The pleasures of cycling seem to have gone up a notch or two, after almost three weeks of walking and taking the bus because of snow and ice-covered roads. Rather like how good health feels after an illness. On Monday, I had a little time before school, and stopped on the Lions Gate Bridge to photograph these trees on my right, as I headed north. I wonder if they leaned away from each other in this dance pose before the snow. If so, they didn't catch my attention. Maybe it took the backdrop of light filtered through mist fog to highlight the featured trees.
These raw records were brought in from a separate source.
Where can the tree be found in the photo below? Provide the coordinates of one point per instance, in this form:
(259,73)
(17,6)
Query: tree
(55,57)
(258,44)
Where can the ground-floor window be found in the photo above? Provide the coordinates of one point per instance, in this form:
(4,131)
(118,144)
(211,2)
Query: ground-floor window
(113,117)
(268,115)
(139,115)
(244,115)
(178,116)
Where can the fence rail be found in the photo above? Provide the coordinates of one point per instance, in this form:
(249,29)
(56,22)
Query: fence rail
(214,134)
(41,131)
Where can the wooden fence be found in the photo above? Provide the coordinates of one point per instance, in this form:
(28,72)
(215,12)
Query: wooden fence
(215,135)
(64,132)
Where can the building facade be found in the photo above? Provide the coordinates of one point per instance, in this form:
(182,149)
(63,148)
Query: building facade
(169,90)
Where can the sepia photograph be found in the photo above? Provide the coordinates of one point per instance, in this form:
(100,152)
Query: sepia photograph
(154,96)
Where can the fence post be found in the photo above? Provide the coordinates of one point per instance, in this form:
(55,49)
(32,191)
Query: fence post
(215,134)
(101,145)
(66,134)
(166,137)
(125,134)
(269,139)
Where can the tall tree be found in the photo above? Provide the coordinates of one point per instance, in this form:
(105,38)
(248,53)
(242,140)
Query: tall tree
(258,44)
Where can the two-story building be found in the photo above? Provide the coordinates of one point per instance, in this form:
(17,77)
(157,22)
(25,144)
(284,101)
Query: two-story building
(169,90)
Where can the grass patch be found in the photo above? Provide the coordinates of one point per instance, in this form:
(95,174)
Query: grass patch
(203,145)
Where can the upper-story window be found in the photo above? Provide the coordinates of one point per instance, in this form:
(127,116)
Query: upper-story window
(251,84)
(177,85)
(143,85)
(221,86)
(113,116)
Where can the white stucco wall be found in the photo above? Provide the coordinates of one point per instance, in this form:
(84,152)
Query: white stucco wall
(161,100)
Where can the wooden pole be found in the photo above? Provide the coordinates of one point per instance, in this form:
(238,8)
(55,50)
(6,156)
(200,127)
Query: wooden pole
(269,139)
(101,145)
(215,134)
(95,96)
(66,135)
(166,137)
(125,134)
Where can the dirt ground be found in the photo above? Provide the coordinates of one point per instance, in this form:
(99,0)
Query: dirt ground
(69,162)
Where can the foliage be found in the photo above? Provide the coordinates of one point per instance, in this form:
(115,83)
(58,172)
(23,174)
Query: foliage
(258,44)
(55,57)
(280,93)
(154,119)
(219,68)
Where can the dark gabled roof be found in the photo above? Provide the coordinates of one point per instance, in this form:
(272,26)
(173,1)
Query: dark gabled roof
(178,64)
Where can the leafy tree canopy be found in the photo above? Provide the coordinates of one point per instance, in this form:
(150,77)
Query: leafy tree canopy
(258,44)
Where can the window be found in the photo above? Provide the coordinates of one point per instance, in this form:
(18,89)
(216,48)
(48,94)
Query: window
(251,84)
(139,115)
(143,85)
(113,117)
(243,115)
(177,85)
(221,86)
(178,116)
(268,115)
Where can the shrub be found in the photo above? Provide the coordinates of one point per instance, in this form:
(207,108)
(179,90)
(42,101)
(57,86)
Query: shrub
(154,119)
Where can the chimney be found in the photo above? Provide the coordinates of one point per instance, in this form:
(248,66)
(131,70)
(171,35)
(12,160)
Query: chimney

The bridge angles seemed to call for dancers or musicians or some artistic representation. I wonder if anyone has ever thought of choreographing or composing a bridge piece. I once heard a performance on the radio called Port Symphonies that was done with ship fog horns and sirens. Hm.... a ballet or modern dance performance, or a symphony on the Lions Gate, would be incredible.
And another kind of light. Bill and I began our weekend on Friday evening by eating supper at the Naam.
We eat there fairly frequently. There's usually a line-up and the service can be slow, but we have a favorite friendly waiter, and there's always live music, and I enjoy the Dragon Bowl. Bill likes their Pop Eye Spinach Pizza. But, I digress. Afterwards, we made a right from 4th onto Stephens Street. At the SE corner of 5th, the lights on this house reminded me of the ones I posted about some weeks ago on Cypress Street. In my day (I don't believe I just said that), if all Christmas lights weren't taken down by January the 6th, people thought of the house owner as either lazy or a bit strange. In a weird sort of way, I prefer the lights after Christmas. They're not reminding me to get my shopping done, but just adding a bit of fun and brightness to Vancouver's typically rather drab and dreary January weather. Bill often senses before I do when a picture moment presents itself. He was already stopping before I thought of getting the camera out. I liked the reflections on the fence, and also some that were in the puddles on the street. My puddle pictures didn't work, nor did the ones taken from the front of the house, but these side views were more successful, I think.
We saw two movies on the weekend, Revolutionary Road and The Curious Case of Benjamin Button. The first had incredible acting that held me spellbound, but I have to say, I don't do conflict well. Knots in my stomach settled in and stayed there for pretty much the entire movie. Painful, watching two unhappy people torture each other emotionally. And Benjamin? I won't say I loved it, but it grew on me as it went along. The idea of becoming younger as everyone around you ages was well handled. I came home and read the Fitzgerald short story afterwards, to find that it was about as different from the movie as it could be. Probably a good thing that the movie took the same theme but little else from the original story.